Cela est notamment passé par l’adoption d’une motion « Pour une auto-défense sanitaire » lors de notre dernière coordination fédérale, les 26 et 27 mars, affirmant que face au refus de l’état de proposer une véritable réponse collective à la pandémie, nous devons nous organiser et prendre en main nous même notre auto-défense, mais également que nous refusons de tomber dans un déni de la pandémie et que nous souhaitons combattre les discours complotistes et rassuristes qui l’entourent. Nous affirmons que plus qu’une question sanitaire, nous faisons face à une question profondément politique : adopter une attitude de déni et d’abandon des mesures sanitaires, c’est choisir d’exclure ou de mettre en danger des millions de personnes « à risque », mais c’est aussi, en laissant courrir le virus, augmenter ses chances de mutations et la propabilité de nouvelles souches résistantes aux vaccins et traitements ; c’est faire primer le confort individuel devant la gestion collective.

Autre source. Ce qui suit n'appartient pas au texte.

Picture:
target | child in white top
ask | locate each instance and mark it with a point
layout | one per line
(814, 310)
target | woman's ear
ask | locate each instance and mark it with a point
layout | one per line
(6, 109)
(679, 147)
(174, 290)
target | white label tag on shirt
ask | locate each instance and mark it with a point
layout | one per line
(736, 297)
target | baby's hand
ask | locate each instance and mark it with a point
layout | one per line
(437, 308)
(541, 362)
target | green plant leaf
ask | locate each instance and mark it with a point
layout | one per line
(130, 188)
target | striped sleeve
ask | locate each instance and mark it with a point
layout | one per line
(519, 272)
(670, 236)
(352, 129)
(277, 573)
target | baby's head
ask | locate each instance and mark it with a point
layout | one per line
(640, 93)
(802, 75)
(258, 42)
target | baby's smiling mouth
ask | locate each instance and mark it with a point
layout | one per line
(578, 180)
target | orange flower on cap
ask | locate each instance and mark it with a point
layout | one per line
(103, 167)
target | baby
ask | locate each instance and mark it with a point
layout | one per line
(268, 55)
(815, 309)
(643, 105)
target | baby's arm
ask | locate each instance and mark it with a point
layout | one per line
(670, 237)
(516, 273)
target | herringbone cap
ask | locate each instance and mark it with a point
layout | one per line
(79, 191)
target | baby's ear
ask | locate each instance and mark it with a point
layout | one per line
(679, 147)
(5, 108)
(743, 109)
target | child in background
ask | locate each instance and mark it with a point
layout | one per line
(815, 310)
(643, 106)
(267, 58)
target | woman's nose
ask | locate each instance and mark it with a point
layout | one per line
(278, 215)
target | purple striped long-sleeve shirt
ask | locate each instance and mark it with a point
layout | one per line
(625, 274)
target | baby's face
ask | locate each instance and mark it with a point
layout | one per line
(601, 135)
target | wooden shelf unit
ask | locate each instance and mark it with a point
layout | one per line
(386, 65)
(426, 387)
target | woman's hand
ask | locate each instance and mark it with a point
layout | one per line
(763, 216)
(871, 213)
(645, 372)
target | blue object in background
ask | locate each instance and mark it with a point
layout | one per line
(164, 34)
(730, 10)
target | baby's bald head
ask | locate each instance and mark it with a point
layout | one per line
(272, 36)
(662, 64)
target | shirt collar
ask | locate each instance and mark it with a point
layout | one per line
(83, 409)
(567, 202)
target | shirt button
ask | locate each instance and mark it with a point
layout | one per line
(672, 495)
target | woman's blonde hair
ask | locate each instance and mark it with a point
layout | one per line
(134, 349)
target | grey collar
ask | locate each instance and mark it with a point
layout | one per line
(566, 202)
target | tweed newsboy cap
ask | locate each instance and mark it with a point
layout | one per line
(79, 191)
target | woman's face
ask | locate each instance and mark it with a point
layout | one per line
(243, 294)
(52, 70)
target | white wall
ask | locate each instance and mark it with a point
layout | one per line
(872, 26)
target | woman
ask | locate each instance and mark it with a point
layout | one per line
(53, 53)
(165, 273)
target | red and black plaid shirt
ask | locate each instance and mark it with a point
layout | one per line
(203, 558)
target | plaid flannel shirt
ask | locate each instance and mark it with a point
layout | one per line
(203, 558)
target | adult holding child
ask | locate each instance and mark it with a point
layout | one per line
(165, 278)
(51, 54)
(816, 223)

A ce titre, l’UCL va mettre en place des formations, documents et circulaires internes afin de former et d’informer ses membres des gestes à adopter et de l’actualité de la pandémie, même lorsque celle ci ne fait plus la une des médias. Elle met également en place la prise en charge des coût de cette autodéfense au sein de l’organisation, afin que les moyens financiers des groupes et des individus ne soient pas un obstacle. Nous encourageons nos camarades à adopter des pratiques similaires, en s’informant et en adoptant des gestes simples participant à rendre nos espaces plus sûrs pour tou.te.s et à freiner les contaminations : port des masques FFP2 dés que nécessaire, aération régulière des espaces clos, vigilance et prudence face à l’apparition de symptômes. Plus largement, nous pensons qu’il est important de continuer à s’informer et à communiquer sur l’évolution de la pandémie, et de refuser d’en faire un sujet secondaire ou de tomber dans le déni de la réalité pandémique : cela reviendrait à abandonner des camarades et nos idéaux de solidarité.

En l’état actuel de la pandémie, nous pensons qu’il est important de continuer à s’informer et à communiquer , en refusant d’en faire un sujet secondaire ou de tomber dans le déni de la réalité pandémique. Et c’est bien cette veille, solidaire et démocratique, qui nous permettra, prochainement nous l’espérons, de décider collectivement de l’aménagement et/ou de l’abandon des mesures sanitaires actuellement en vigueur dans notre organisation.